标题： 任意温度下注意力的次二次算法和难度 显示英文标题

标题： Subquadratic Algorithms and Hardness for Attention with Any Temperature

摘要： 尽管Transformer架构很受欢迎，但计算Attention的标准算法在上下文长度上具有二次时间复杂度$n$。 Alman和Song [NeurIPS 2023]表明，当头维度$d = \Theta(\log n)$时，在强指数时间假设（$\mathsf{SETH}$）下，只有当输入的绝对值被$B = o(\sqrt{\log n})$界限时，才能实现次二次Attention。 等价地，当对$d=\Theta(\log n)$使用高温softmax时，才能实现次二次Attention。 这些算法的运行时间呈指数级依赖于$B$，因此它们在$B$的特定范围之外并不能导致多项式时间算法。 这自然引出了一个问题：在不施加强温度假设的情况下，何时可以高效地计算Attention？ 有快速注意力算法能够在条目大小上以多项对数时间复杂度进行吗$B$？ 在本工作中，我们解决了这个问题，并描述了在任意温度下实现快速注意力的条件。 首先，对于所有常数$d = O(1)$，我们给出了第一个次二次$\tilde{O}(n^{2 - 1/d} \cdot \mathrm{polylog}(B))$时间的注意力算法，适用于大的$B$。 即使矩阵具有较大的头维度，只要它们的秩较低，我们的结果仍然成立。 在这个范围内，我们也为注意力梯度计算提供了类似的运行时间，因此也适用于完整的LLM训练过程。 此外，我们表明对我们的算法进行重大改进是不太可能的。 特别是，我们证明了即使当$d = 2^{\Theta(\log^* n)}$时，注意力在$\mathsf{SETH}$下需要$n^{2 - o(1)}$时间。 最后，在$d = \mathrm{poly}(n)$的情况下，我们证明在流行的细粒度复杂性假设下，标准算法是最佳的。 显示英文摘要

摘要： Despite the popularity of the Transformer architecture, the standard algorithm for computing Attention suffers from quadratic time complexity in context length $n$. Alman and Song [NeurIPS 2023] showed that when the head dimension $d = \Theta(\log n)$, subquadratic Attention is possible if and only if the inputs have small entries bounded by $B = o(\sqrt{\log n})$ in absolute values, under the Strong Exponential Time Hypothesis ($\mathsf{SETH}$).
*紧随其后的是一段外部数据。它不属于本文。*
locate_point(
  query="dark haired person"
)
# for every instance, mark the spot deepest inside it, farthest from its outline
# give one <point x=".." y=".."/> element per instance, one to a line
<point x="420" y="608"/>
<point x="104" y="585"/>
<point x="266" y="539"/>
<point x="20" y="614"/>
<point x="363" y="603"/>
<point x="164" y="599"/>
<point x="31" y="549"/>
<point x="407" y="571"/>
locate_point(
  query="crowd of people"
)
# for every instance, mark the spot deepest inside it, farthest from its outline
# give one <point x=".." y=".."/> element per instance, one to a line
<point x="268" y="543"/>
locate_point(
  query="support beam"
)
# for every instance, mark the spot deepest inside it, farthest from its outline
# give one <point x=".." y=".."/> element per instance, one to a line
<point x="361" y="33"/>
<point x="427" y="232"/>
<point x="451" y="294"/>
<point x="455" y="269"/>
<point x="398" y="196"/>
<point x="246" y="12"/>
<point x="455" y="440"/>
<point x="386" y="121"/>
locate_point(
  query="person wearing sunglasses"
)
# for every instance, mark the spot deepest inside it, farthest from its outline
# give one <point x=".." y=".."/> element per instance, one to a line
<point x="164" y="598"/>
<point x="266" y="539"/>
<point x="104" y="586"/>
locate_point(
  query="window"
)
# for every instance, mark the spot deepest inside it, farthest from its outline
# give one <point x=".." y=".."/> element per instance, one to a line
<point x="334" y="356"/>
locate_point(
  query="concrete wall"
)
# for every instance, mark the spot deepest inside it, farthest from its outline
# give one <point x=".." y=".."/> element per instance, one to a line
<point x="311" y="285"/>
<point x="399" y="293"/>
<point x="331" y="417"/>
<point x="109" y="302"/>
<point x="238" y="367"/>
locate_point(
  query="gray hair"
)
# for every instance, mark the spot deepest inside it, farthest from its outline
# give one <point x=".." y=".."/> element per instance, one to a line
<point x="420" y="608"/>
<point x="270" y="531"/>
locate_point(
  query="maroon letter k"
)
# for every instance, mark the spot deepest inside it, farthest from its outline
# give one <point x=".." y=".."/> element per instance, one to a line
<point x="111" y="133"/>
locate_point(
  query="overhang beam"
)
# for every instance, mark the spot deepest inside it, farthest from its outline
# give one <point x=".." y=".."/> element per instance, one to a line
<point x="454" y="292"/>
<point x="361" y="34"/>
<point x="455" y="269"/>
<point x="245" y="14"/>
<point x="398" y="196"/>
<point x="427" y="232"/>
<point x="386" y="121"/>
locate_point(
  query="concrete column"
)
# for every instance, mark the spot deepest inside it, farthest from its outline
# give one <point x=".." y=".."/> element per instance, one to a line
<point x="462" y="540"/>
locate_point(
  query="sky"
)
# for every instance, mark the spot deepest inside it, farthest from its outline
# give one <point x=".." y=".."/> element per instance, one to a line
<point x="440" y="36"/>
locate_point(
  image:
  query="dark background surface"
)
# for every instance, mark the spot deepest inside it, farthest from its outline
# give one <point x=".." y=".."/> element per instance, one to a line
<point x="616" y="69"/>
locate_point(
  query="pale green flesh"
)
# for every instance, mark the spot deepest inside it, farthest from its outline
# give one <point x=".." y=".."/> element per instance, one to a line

Equivalently, subquadratic Attention is possible if and only if the softmax is applied with high temperature for $d=\Theta(\log n)$. Running times of these algorithms depend exponentially on $B$ and thus they do not lead to even a polynomial-time algorithm outside the specific range of $B$. This naturally leads to the question: when can Attention be computed efficiently without strong assumptions on temperature? Are there fast attention algorithms that scale polylogarithmically with entry size $B$? In this work, we resolve this question and characterize when fast Attention for arbitrary temperatures is possible. First, for all constant $d = O(1)$, we give the first subquadratic $\tilde{O}(n^{2 - 1/d} \cdot \mathrm{polylog}(B))$ time algorithm for Attention with large $B$. Our result holds even for matrices with large head dimension if they have low rank. In this regime, we also give a similar running time for Attention gradient computation, and therefore for the full LLM training process. Furthermore, we show that any substantial improvement on our algorithm is unlikely. In particular, we show that even when $d = 2^{\Theta(\log^* n)}$, Attention requires $n^{2 - o(1)}$ time under $\mathsf{SETH}$. Finally, in the regime where $d = \mathrm{poly}(n)$, we show that the standard algorithm is optimal under popular fine-grained complexity assumptions.